The Industrial Machinery sector also increased its output last quarter, following a strong end to 2018 and a weaker presence from January to March. With a 7% share of total outsourcing efforts, this industry placed squarely in the middle of the leaderboard, although not by a substantial deficit.

The bottom half of Quarter 2’s table exclusively houses sectors which were not present in the preceding quarter. Consumer Products, Appliances, Automotive and Furniture all demonstrated a stronger performance from April to June, with Consumer Products holding a 5% share and the remainder each accounting for 4% respectively. Needless to say, this means that a number of sectors have dropped out of the running entirely from Quarter 1, including lesser-performing industries such as Marine and Electronics, alongside those that had exhibited a vigorous output such as Medical/Scientific and Defence/Military.

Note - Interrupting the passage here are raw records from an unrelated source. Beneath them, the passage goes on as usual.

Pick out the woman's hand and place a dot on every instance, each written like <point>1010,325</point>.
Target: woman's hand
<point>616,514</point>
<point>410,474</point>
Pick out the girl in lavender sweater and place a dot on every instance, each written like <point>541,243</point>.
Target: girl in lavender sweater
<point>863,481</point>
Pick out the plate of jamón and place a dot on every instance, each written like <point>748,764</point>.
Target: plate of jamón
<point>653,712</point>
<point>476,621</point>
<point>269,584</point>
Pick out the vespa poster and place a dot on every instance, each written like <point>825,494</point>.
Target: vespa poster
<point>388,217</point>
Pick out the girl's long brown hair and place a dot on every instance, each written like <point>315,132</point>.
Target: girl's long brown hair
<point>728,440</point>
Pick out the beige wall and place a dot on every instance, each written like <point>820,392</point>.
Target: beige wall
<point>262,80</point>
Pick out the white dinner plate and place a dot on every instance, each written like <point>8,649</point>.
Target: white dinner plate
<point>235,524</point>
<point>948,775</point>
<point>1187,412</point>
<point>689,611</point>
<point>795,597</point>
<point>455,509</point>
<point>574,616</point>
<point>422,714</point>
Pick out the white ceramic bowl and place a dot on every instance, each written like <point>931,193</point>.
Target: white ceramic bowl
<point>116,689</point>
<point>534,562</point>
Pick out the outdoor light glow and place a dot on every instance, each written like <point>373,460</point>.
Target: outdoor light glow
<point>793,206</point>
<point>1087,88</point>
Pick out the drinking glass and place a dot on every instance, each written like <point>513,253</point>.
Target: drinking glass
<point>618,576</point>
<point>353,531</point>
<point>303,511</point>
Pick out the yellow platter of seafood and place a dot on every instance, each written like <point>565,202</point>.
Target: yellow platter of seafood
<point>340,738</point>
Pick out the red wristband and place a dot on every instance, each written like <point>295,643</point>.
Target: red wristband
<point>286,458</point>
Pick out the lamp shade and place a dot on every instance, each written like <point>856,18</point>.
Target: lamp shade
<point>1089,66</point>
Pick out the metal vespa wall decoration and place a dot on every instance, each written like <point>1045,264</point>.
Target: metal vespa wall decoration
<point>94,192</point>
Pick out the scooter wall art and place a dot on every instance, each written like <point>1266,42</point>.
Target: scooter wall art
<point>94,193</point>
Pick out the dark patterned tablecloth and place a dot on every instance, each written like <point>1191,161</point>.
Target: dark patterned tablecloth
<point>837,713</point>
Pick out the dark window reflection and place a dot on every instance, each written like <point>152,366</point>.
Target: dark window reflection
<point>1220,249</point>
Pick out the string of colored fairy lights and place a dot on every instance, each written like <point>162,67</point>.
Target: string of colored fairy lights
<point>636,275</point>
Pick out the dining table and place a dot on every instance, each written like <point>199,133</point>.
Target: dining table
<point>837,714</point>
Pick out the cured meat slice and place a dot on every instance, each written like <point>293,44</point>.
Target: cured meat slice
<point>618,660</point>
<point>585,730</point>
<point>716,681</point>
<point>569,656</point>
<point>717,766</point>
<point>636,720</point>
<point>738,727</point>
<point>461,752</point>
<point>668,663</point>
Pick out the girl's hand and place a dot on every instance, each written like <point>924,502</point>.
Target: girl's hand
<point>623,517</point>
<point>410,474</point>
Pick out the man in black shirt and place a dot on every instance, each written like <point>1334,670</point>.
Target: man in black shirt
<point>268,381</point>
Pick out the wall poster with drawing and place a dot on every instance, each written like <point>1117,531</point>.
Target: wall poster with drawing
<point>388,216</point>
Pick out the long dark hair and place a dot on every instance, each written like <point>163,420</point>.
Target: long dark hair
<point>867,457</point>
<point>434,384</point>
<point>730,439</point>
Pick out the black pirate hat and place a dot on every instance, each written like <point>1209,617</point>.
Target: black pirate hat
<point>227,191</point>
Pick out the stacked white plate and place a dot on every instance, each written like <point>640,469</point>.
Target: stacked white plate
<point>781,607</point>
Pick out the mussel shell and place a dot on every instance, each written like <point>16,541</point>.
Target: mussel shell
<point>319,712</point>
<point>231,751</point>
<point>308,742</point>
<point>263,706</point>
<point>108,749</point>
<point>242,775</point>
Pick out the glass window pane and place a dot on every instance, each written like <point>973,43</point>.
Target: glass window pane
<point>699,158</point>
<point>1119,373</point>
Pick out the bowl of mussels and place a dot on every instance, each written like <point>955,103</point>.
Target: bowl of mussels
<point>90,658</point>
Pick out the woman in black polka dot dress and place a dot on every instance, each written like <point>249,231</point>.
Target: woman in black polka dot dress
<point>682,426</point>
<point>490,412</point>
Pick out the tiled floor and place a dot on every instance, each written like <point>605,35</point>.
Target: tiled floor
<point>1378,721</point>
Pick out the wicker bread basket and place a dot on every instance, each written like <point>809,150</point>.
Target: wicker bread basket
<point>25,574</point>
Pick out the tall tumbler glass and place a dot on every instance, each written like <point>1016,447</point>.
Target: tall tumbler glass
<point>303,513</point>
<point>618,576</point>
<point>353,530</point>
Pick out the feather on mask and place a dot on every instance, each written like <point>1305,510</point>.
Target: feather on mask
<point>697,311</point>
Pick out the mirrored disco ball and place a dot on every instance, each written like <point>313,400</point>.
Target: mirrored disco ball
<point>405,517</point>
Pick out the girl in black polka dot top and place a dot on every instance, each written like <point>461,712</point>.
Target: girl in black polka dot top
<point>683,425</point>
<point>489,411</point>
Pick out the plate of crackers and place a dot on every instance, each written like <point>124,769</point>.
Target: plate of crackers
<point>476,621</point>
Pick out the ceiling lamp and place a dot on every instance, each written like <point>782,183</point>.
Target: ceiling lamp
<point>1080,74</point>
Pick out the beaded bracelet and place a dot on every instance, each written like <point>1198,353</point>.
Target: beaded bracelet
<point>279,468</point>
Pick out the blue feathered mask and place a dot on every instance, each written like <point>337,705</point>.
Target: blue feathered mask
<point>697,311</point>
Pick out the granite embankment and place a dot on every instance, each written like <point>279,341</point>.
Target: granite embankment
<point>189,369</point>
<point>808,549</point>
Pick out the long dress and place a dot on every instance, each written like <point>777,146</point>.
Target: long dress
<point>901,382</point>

About the Contract Manufacturing Index

The Contract Manufacturing Index (CMI) has been developed to reflect the total purchasing budget of companies that are looking to outsource manufacturing in any given month.

This reflects a sample of over 4,000 companies, who have a purchasing budget of more than £3bn and a supplier base sample of over 7,000 vendors, with a verified turnover in excess of £25bn.

We measure this by extracting data from the projects we receive from manufacturing purchasers who have an active need for the services of subcontract engineering suppliers.